William Pitt, 1º Conde de Chatham, entrou para a história como um estadista inglês. Nascido aos 15 de novembro de 1708 e falecido aos 11 de maio de 1778, legou-nos uma longa série de reflexões, tão profundas como ainda atuais.
Cativa-me o espírito uma, em especial, que ecoou no Parlamento Britânico nos idos de março de 1763: “O homem mais pobre desafia em sua casa todas as forças da Coroa, sua cabana pode ser muito frágil, seu teto pode tremer, o vento pode soprar entre as portas mal ajustadas, a tormenta pode nela penetrar, mas o Rei da Inglaterra não pode nela entrar”.
Está aí, nestas palavras, o preciso valor do lar de um cidadão: ser seu derradeiro refúgio – seu asilo inviolável, nos termos de nossa Carta Magna, não por acaso denominada “Constituição Cidadã”.
É assim que este “asilo inviolável” somente pode ser alvo da ação do Estado quando verificados requisitos absolutamente concretos, devidamente enumerados pelo Poder Judiciário em uma decisão claramente motivada.
A propósito dos limites de tais decisões, insuperável a advertência norte-americana: “Não podem ser utilizadas como uma licença para buscar qualquer coisa e todas as coisas”.
Pois bem: dia desses li, em um jornal do Nordeste brasileiro, levantamento sobre operações policiais realizadas em alguns bairros pobres daquela região, nos não tão distantes idos de 2014: “Na primeira operação, com 488 policiais, foram revistadas 233 casas, resultando quatro prisões. Seguiram-se outras duas operações, em que 320 casas foram inspecionadas, com a apreensão de uma submetralhadora de fabricação artesanal (?) e a descoberta de uma rinha de galos”.

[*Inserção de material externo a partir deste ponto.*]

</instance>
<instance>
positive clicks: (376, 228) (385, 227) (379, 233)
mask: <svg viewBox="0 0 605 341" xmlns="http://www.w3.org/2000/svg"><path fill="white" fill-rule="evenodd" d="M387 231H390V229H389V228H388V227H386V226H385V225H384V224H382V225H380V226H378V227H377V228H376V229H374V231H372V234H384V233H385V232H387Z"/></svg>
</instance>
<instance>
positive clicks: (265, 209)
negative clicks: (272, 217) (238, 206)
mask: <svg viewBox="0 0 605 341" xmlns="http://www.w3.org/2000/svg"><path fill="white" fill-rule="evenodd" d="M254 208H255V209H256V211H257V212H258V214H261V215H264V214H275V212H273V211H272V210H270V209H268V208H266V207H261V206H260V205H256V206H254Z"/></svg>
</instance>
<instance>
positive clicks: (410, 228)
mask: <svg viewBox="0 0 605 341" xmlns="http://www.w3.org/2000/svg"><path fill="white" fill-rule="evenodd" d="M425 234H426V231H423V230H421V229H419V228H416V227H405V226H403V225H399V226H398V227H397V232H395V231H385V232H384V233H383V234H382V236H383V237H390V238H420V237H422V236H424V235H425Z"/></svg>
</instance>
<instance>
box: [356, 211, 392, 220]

Fico a imaginar os termos de uma notícia narrando operação similar, porém em regiões nobres. Seria algo assim: “502 policiais cercaram um elegante bairro, buscando combater os crimes de tráfico de drogas, sonegação e corrupção. Após inspecionarem 203 mansões e 314 apartamentos, situados em condomínios de luxo, apreenderam pastilhas de ‘ecstasy’, cocaína, dólares norte-americanos sem origem comprovada e veículos de luxo incompatíveis com a renda declarada de seus proprietários”.
E é quando, uns 250 anos depois das sábias palavras de Lord Chatham, nunca tão próprias outras, não menos graves, de Bernard Shaw: “O maior dos males e o pior dos crimes é a pobreza”.